Sobre la enfermedad del desarrollo detenido
En fin, su personalidad ya estaba malograda irremediablemente, disminuidos sus sentidos y su orientación natural, por esos años de confinamiento.
Sobre la enfermedad del desarrollo detenido
Durante el tiempo que viví en Perú, como estudiante universitario, tuve la ocasión de visitar a una familia de amigos en la ciudad de Arequipa, coronada por el majestuoso volcán Misti. Noté que en ese hogar tenían como mascota una perrita husky que había sido confinada en una jaula desde la más tierna edad. En crecimiento, era quizá de la mitad del tamaño normal para un perro de su edad, era nerviosa, con patas demasiado cortas, atrofiadas por la falta de movilidad en confinamiento; pero en su carácter, era sumamente dócil.
Les rogué que me dejaran llevarla, prometiéndoles cuidar de ella, pero con el propósito real de liberarla de ese cautiverio. Regresó conmigo a la ciudad de Lima. En la casa en que vivía, con un amplio patio, estaría más cómoda- pensaba yo. Pero pronto observé un extraño comportamiento en ella, al liberarla. Si estaba suelta en el patio, y se abría la puerta, corría hacia el interior de la casa; si estaba adentro, y se abría la puerta hacia el patio, trataba de escapar hacia allá.
En fin, su personalidad ya estaba malograda irremediablemente, disminuidos sus sentidos y su orientación natural, por esos años de confinamiento. Ya no podía lidiar con las verdades de una libertad que no quería reconocer.
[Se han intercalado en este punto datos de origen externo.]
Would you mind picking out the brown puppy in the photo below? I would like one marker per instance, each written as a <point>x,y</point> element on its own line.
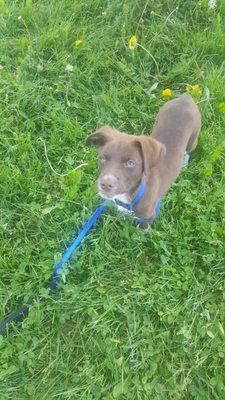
<point>124,159</point>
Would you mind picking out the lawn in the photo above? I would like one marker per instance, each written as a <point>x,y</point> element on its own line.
<point>140,316</point>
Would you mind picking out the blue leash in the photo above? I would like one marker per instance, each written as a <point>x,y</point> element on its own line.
<point>18,314</point>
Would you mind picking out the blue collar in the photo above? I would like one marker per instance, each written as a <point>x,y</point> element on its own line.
<point>139,194</point>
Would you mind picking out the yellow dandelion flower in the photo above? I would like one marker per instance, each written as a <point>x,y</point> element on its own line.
<point>167,92</point>
<point>78,42</point>
<point>132,42</point>
<point>195,89</point>
<point>221,106</point>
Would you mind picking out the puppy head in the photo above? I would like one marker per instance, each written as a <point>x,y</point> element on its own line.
<point>123,159</point>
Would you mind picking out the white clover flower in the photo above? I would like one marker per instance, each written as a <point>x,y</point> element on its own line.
<point>212,4</point>
<point>69,68</point>
<point>39,67</point>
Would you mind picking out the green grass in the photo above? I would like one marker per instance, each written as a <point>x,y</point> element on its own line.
<point>141,316</point>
Caí en cuenta que ese pobre animal era la víctima de esa dolencia que, en la jerga médica, se denomina "desarrollo detenido". Muchas veces, ese desarrollo detenido puede ser artificial, como en el arte del bonsay, en el caso de las plantas, pero, para el hombre, y para los animales, deja de ser arte y se convierte en una tragedia real de vida acordonada, de deterioro franco de las facultades constreñidas. Lo peor es que el sujeto, o animal, se acostumbran a esa inhibición de facultades detenidas en el tiempo, y hace más bien de esa tragedia una costumbre cómoda, por lo menos para él. Se puede ver en la deficiencia motriz de esos niños a los que no se les permitió gatear holgadamente, como debe ser; o en la carencia de ese motor fino en los que no se les dejó usar sus manos y sus dedos libremente, como las pinzas más curiosas y traviesas de la infancia.
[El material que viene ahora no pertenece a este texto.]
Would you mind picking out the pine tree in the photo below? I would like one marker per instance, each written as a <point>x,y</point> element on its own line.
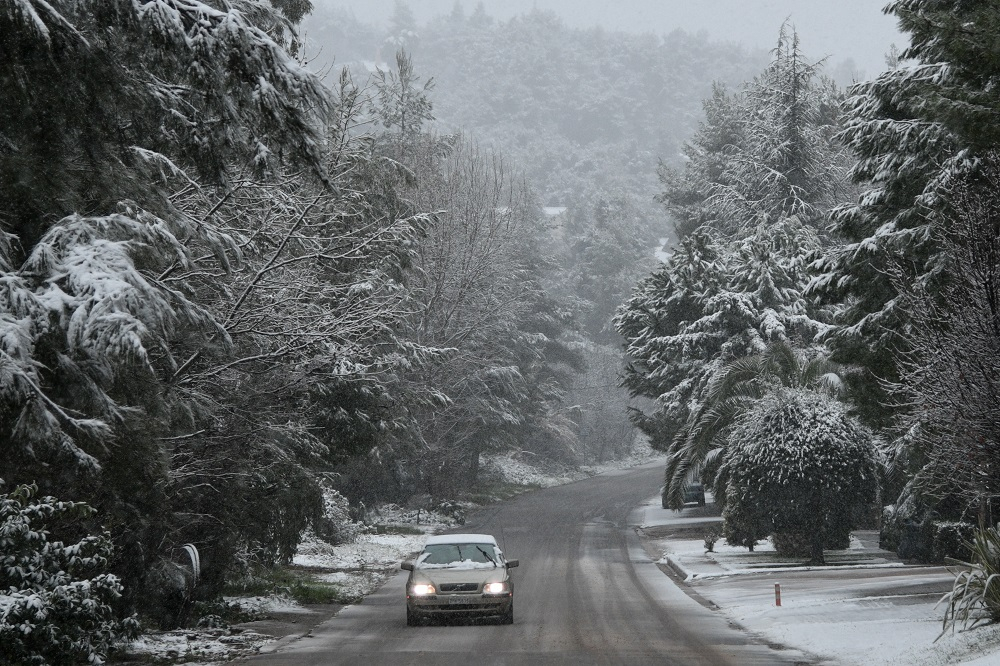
<point>915,128</point>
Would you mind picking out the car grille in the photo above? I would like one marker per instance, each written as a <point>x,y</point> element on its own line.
<point>459,587</point>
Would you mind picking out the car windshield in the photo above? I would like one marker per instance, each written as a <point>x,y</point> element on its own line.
<point>467,555</point>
La movilidad es parte íntima de todo desarrollo. En realidad, hasta lo más sólido se mueve. Pero, más afín a los propósitos del punto que queremos resaltar, vemos cómo el agua que no corre se estanca y el acero abandonado se oxida; todo mueble sin limpiar se viste de una capa espeso de ese polvo de desidia, y todo libro sin leer es atacado y carcomido por el moho que se abre paso a sus entrañas. En fin, en el uso está la clave de longevidad de cada cosa; ya sea cualquier artículo, una casa, un animal o una persona.
Pero, además de esa realidad tan evidente, la falta de uso y el confinamiento de las cosas termina por estrangular su potencial real de vida, drenándolas como si fuera un pozo expuesto en el verano, disipado por el sol. La parábola de los talentos tiene, como contenido principal, esa lección. El que tiene, y todo el mundo tiene algo, debe compartir mediante el uso. Guardarse en egoísmo aquellas facultades naturales que le pertenecen más al mundo que a uno mismo, es un acto de miseria personal contra la humanidad. Ya sea por decisión propia, cuando el individuo no se exhorta a desplegar aquello que le toca dar, o mediante constricciones de unos sobre otros, especialmente en el hogar o en sociedad, cada vez que se estrangula el crecimiento en todas sus facetas, algo o alguien termina por perder por esa falta de uso.